Tüm bu çalışma mevzuatını destekleyici hükümlerdeki yetersizliğe karşın, çocuklara sağlıklı ve güvenli bir ortam içinde çalıştırılmalarını sağlayıcı mevzuat hükümlerinin daha zengin bir içeriğe sahip bulundukları söylenebilir. Bunlarda da bazı eksikliklerin özel düzenleme boşlukları yüzünden ortaya çıktığı ve genel hükümlerden yararlanılmak zorunda kalındığını söylemek mümkündür. Nitekim, yollamada bulunulan 190 sayılı Tavsiye Kararı’ndaki bazı öngörüler konusunda, ancak genel hükümlerden yararlanılabilmektedir.
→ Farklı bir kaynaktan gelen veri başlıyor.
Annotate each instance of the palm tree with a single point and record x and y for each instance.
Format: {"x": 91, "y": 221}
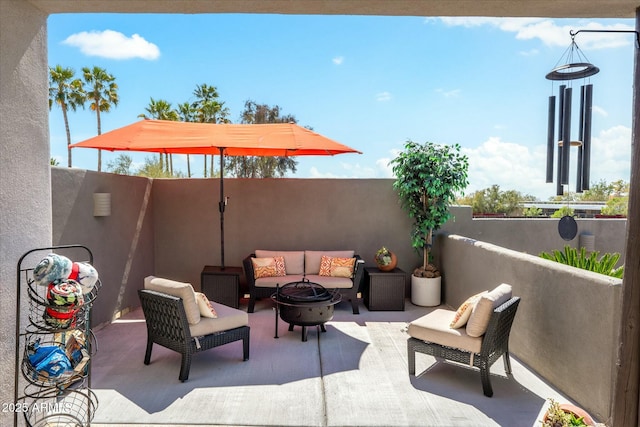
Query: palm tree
{"x": 187, "y": 113}
{"x": 102, "y": 92}
{"x": 66, "y": 92}
{"x": 209, "y": 110}
{"x": 161, "y": 110}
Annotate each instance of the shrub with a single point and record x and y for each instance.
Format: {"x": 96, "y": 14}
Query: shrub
{"x": 605, "y": 265}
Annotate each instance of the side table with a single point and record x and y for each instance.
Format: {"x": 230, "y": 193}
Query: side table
{"x": 384, "y": 290}
{"x": 222, "y": 286}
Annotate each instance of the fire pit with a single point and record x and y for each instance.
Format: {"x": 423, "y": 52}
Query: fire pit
{"x": 305, "y": 304}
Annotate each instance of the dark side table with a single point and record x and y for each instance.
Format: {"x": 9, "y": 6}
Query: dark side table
{"x": 222, "y": 285}
{"x": 384, "y": 290}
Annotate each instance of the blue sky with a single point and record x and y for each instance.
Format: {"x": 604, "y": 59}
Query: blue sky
{"x": 367, "y": 82}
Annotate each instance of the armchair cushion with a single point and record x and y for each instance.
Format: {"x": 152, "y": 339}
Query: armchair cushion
{"x": 434, "y": 327}
{"x": 177, "y": 289}
{"x": 479, "y": 319}
{"x": 228, "y": 318}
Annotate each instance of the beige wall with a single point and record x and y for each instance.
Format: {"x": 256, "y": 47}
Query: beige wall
{"x": 171, "y": 227}
{"x": 566, "y": 327}
{"x": 25, "y": 192}
{"x": 122, "y": 243}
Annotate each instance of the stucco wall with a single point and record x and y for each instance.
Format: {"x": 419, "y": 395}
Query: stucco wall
{"x": 534, "y": 235}
{"x": 567, "y": 322}
{"x": 122, "y": 243}
{"x": 25, "y": 193}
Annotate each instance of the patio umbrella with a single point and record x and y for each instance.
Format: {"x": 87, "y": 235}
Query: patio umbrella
{"x": 172, "y": 137}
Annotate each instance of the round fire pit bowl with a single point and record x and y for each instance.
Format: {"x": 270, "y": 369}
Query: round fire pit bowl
{"x": 305, "y": 303}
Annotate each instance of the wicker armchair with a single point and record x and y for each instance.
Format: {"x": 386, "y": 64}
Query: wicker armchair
{"x": 167, "y": 326}
{"x": 495, "y": 343}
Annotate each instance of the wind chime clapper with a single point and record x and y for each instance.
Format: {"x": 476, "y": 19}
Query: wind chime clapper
{"x": 568, "y": 71}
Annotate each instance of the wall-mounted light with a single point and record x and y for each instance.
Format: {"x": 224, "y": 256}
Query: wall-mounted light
{"x": 101, "y": 204}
Bu anlamda, çocukların tehlikeli yükseklikte veya dar alanlarda ya da uygun ısı, gürültü ve titreşim ortamları olmaksızın çalıştırılması yahut bunlara ağır yük taşıtılması konuları, genel hükümlerden yararlanmayı gerektirmektedir.

Tüm bunlardan daha önemli olarak, başlıca iki temel noktanın, ileride Türkiye’nin başını ağrıtması beklenebilir. Bunlardan ilki, çocuk işçilerin çalışma koşullarına ilişkin koruyucu hükümlerden, sadece İş Kanunu’na tabi olanların yararlanmaları ve bunun dışındakilerin ise, gerekli korumadan yoksun bulunmaları gerçeğidir. Diğer önemli nokta da; ağır ve tehlikeli işler konusunda, İş Kanunu hükümleri içinde dahi, 182 sayılı Sözleşme’nin öngördüğü 18 yaş sınırının (m.2) gerisinde kalınıp 16 yaşa inilmiş olması ve sanayi dışındaki işlerde, gece döneminde çalışma yasağının, yine 18 yaştan 16 yaşa düşürülmüş bulunmasıdır. Çağdaş bir İş Kanunu çalışmalarına günümüzde tanık olan yasa koyucunun, bu hususları da dikkate almasında yarar görülmektedir.